Depending on what the precise objectives are, there’s a number of possible approaches. Optical isolation as suggested could suffice if the goal is to observe (near) zero-cross events, but will be troublesome if measurement of the actual line voltage is desired, due to the poorly-defined transfer characteristics of most optos.
Another approach might be to use a small transformer such as a FS12-090-C2 for isolation. With calibration one should be able to get reasonably accurate voltage measurements, though there will likely be some degree of phase shift due to the inductive properties of the transformer.

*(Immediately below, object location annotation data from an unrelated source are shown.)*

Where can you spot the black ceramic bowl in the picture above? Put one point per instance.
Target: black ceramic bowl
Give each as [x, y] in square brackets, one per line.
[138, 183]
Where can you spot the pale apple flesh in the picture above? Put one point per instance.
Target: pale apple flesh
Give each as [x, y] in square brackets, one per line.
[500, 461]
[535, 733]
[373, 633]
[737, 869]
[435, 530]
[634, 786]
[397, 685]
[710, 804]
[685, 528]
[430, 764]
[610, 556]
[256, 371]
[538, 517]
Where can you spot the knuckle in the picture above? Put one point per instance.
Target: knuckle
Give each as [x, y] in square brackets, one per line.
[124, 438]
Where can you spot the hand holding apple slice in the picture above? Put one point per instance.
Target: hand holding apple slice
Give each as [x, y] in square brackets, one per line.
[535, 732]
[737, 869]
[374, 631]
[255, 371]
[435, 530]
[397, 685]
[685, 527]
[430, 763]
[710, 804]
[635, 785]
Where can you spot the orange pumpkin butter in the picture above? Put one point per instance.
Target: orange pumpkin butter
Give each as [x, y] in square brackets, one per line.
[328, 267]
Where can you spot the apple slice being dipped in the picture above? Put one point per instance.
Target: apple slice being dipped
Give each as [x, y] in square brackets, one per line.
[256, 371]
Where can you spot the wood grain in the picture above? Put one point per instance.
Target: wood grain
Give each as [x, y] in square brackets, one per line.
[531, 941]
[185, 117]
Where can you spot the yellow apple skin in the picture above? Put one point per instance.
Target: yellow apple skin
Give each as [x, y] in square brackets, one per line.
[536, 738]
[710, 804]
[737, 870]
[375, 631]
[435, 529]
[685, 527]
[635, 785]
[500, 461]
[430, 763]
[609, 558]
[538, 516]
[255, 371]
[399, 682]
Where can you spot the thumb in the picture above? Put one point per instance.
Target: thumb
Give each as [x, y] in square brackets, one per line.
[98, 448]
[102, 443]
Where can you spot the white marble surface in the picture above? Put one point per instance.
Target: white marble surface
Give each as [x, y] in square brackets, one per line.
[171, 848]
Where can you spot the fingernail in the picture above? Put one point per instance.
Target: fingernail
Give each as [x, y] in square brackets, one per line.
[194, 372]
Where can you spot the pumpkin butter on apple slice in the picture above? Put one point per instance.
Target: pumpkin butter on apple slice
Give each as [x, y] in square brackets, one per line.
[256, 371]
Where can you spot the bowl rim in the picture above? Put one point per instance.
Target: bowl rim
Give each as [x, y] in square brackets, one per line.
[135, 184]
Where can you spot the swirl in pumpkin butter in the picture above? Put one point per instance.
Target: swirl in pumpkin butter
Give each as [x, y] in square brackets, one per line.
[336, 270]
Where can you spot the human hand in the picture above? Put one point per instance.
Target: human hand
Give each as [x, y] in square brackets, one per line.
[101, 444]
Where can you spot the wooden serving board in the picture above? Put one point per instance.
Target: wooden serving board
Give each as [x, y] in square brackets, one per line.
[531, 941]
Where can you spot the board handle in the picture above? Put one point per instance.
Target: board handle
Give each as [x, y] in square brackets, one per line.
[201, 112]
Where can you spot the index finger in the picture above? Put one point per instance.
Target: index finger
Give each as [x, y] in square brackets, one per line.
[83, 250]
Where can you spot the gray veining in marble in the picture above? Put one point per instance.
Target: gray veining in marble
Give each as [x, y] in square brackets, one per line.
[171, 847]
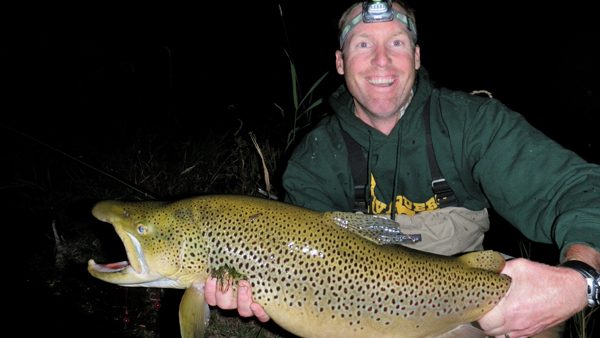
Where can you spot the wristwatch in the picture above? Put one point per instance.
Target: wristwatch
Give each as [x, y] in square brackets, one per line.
[592, 278]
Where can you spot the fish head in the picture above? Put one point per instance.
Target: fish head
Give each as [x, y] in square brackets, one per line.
[151, 239]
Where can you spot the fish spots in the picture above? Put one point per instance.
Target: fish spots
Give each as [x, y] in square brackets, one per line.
[299, 261]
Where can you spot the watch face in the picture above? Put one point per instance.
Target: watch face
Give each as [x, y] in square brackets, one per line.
[592, 278]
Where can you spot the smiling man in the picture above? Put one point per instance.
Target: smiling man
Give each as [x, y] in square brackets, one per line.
[435, 160]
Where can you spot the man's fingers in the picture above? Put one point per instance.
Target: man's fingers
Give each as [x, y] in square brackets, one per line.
[210, 290]
[223, 297]
[244, 299]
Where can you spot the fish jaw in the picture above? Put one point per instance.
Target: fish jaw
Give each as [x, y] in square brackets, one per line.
[122, 273]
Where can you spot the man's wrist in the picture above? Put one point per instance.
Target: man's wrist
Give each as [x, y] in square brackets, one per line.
[592, 278]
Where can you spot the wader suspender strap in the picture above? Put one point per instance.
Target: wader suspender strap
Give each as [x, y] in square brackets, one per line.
[358, 165]
[442, 191]
[444, 194]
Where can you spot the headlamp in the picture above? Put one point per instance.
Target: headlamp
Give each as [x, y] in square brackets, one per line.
[374, 11]
[377, 11]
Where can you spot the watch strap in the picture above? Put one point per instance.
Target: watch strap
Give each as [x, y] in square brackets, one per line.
[592, 278]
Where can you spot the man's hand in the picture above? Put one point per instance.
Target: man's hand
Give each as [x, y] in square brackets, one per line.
[540, 297]
[226, 298]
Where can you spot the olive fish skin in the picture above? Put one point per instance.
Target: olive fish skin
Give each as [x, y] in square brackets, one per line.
[317, 274]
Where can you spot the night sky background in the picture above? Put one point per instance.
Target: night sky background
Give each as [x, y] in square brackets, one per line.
[84, 81]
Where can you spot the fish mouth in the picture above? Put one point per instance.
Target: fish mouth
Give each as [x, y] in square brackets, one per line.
[133, 272]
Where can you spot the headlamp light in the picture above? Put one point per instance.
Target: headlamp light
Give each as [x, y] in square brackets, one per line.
[374, 11]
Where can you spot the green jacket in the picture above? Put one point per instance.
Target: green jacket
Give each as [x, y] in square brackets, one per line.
[490, 155]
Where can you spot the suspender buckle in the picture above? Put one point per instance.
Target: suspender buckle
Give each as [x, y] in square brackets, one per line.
[443, 193]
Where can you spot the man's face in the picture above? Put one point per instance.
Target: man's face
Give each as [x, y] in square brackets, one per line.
[379, 64]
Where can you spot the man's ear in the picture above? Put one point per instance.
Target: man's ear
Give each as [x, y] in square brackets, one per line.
[417, 57]
[339, 62]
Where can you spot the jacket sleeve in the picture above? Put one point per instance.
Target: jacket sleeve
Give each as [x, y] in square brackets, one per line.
[545, 190]
[316, 176]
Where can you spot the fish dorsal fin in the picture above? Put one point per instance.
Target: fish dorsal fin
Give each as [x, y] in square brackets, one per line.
[375, 228]
[487, 260]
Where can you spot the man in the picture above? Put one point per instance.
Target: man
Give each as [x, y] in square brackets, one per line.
[474, 151]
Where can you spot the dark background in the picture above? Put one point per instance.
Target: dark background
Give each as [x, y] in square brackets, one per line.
[82, 83]
[181, 68]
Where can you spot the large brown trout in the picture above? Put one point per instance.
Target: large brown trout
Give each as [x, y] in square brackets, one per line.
[317, 274]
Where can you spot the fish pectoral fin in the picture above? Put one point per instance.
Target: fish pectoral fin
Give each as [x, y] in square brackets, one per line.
[375, 228]
[488, 260]
[193, 312]
[464, 331]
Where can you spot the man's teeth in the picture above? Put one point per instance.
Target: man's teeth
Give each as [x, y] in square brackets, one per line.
[381, 81]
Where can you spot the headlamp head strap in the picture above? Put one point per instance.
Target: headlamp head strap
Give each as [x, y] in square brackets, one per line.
[378, 11]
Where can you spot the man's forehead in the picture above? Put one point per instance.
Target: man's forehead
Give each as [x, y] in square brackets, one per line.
[354, 20]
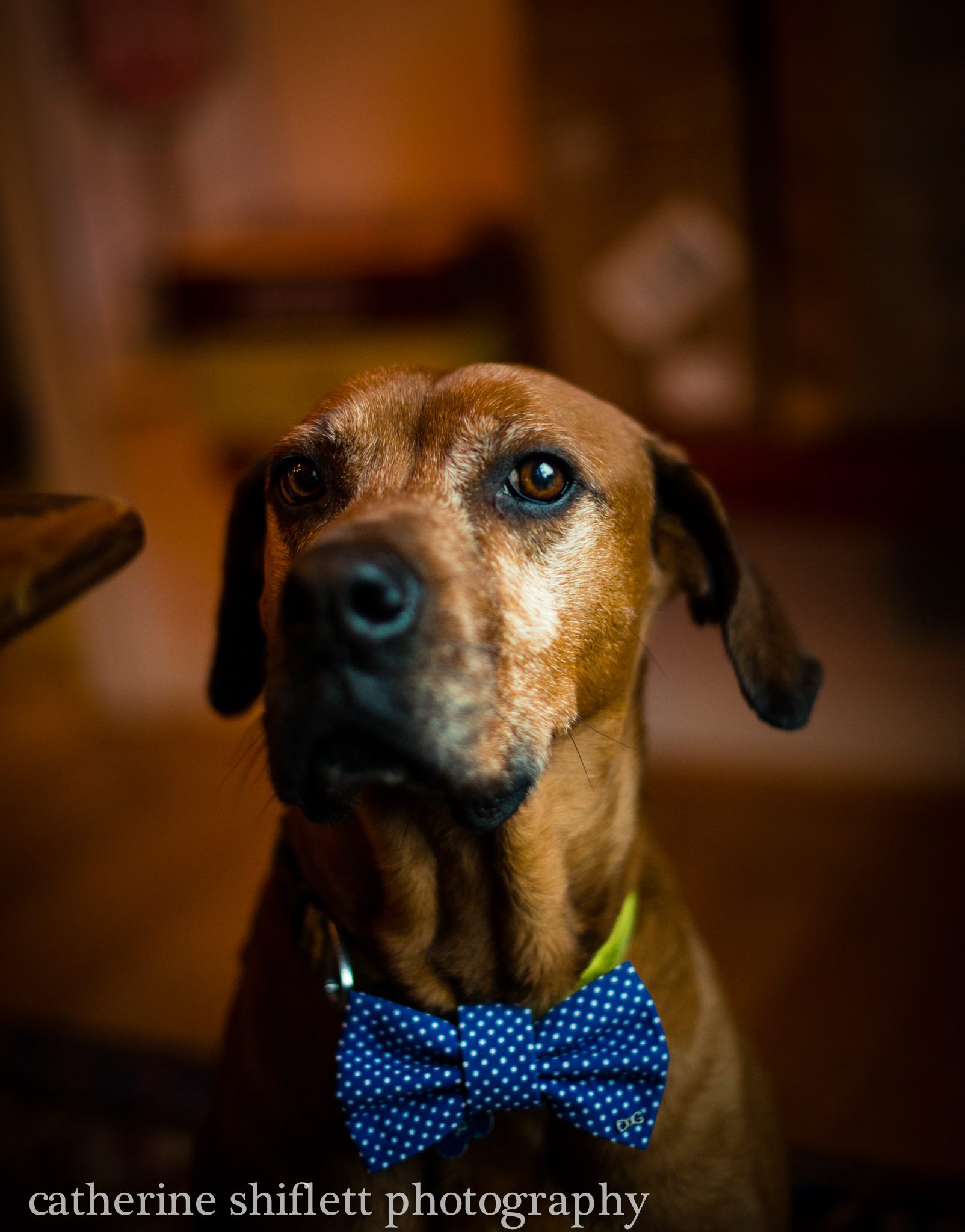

Another approach might be to connect the ADC to the line directly via a divider and isolate the data, rather than the measured quantity. This would probably yield better accuracy of measurement than either of the first two approaches. Assuming one doesn’t care to power the line side of things from the line itself, Analog Devices’ IsoPower line of digital isolators might be a useful tool, as they allow transmission of power across the isolation barrier in addition to data.
Of course if one wants to go down that rabbit hole, there’s also purpose-specific energy metering ICs that can measure voltage, current, power, reactive power, harmonic content, and (probably) the time since your neighbor’s cousin ate a grilled cheese sandwich. Options are available…
Thanks. Can you point me to energy metering IC’s mainly for my own education? I only need nearby event monitoring for now.
See the PMIC-Energy Metering product family for a bucket of options. The manufacturers’ sites probably do a bit better at highlighting differences among their own respective product portfolios, as this is a bit of an esoteric product type that doesn’t lend itself cleanly to normalized parametric representation.